Pintasan.co, Soppeng – Sebuah kejadian mengejutkan terjadi di Kabupaten Soppeng, Sulawesi Selatan.
Seorang pria berinisial BR dilaporkan menghamili mertuanya sendiri, FR (36), yang kemudian melahirkan anak dari hubungan tersebut.
Ironisnya, FR merupakan ibu kandung dari istri BR, yaitu AL (21), yang kini telah resmi diceraikan oleh BR.
Peristiwa ini terjadi di wilayah Taccampu, Desa Abbanuange, Kecamatan Lilirilau, dan diperkirakan berlangsung pada awal tahun 2024.
Kepala Desa Abbanuange, Buhari, membenarkan kejadian tersebut.
Ia menyatakan bahwa meskipun kasus ini sempat menghebohkan masyarakat, namun saat ini kedua belah pihak telah berdamai.
“Memang benar menantunya menghamili mertuanya. Tapi ini sudah kejadian lama, sekarang sudah berdamai, bahkan sudah ada kesepakatan antar keluarga,” ujar Buhari pada Rabu (21/5), sebagaimana dikutip dari Detikcom.
Menurut informasi dari Kapolres Soppeng, AKBP Aditya Pradana, hubungan tersebut terjadi setelah FR menjadi janda karena ditinggal wafat suaminya.
Mediasi dilakukan oleh pihak kepolisian melalui Bhabinkamtibmas dan Kanit Reskrim Polsek Lilirilau.
“Kesepakatan dari pihak keluarga perempuan adalah menantu harus menceraikan istrinya dan kemudian menikahi mertuanya,” jelas Aditya.
Ia menambahkan bahwa langkah hukum telah diambil dengan pengajuan perceraian ke Pengadilan Agama, yang dijadwalkan sidangnya pada 27 Mei mendatang.
Namun, kasus ini tidak berhenti di tingkat keluarga dan kepolisian.
Majelis Ulama Indonesia (MUI) Sulawesi Selatan angkat bicara dan menegaskan bahwa pernikahan antara menantu dan mertua dilarang keras dalam ajaran Islam.
Sekretaris Umum MUI Sulsel, Muammar Bakry, menyebutkan bahwa hubungan seperti ini termasuk dalam kategori haram secara mutlak (muabbad).
“Dalam Islam, menikahi mertua atau menantu itu hukumnya haram selamanya.
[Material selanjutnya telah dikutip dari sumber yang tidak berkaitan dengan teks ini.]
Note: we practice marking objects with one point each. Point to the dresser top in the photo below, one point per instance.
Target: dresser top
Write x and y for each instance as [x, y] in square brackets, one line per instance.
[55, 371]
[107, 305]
Tidak ada pembenaran. Sama halnya seperti menikahi ibu atau saudara sendiri,” tegas Muammar, Kamis (22/5), dikutip dari DetikSulsel.
Ia pun mendesak agar pria tersebut segera menceraikan mertuanya, karena hubungan tersebut dinilai bertentangan dengan syariat agama.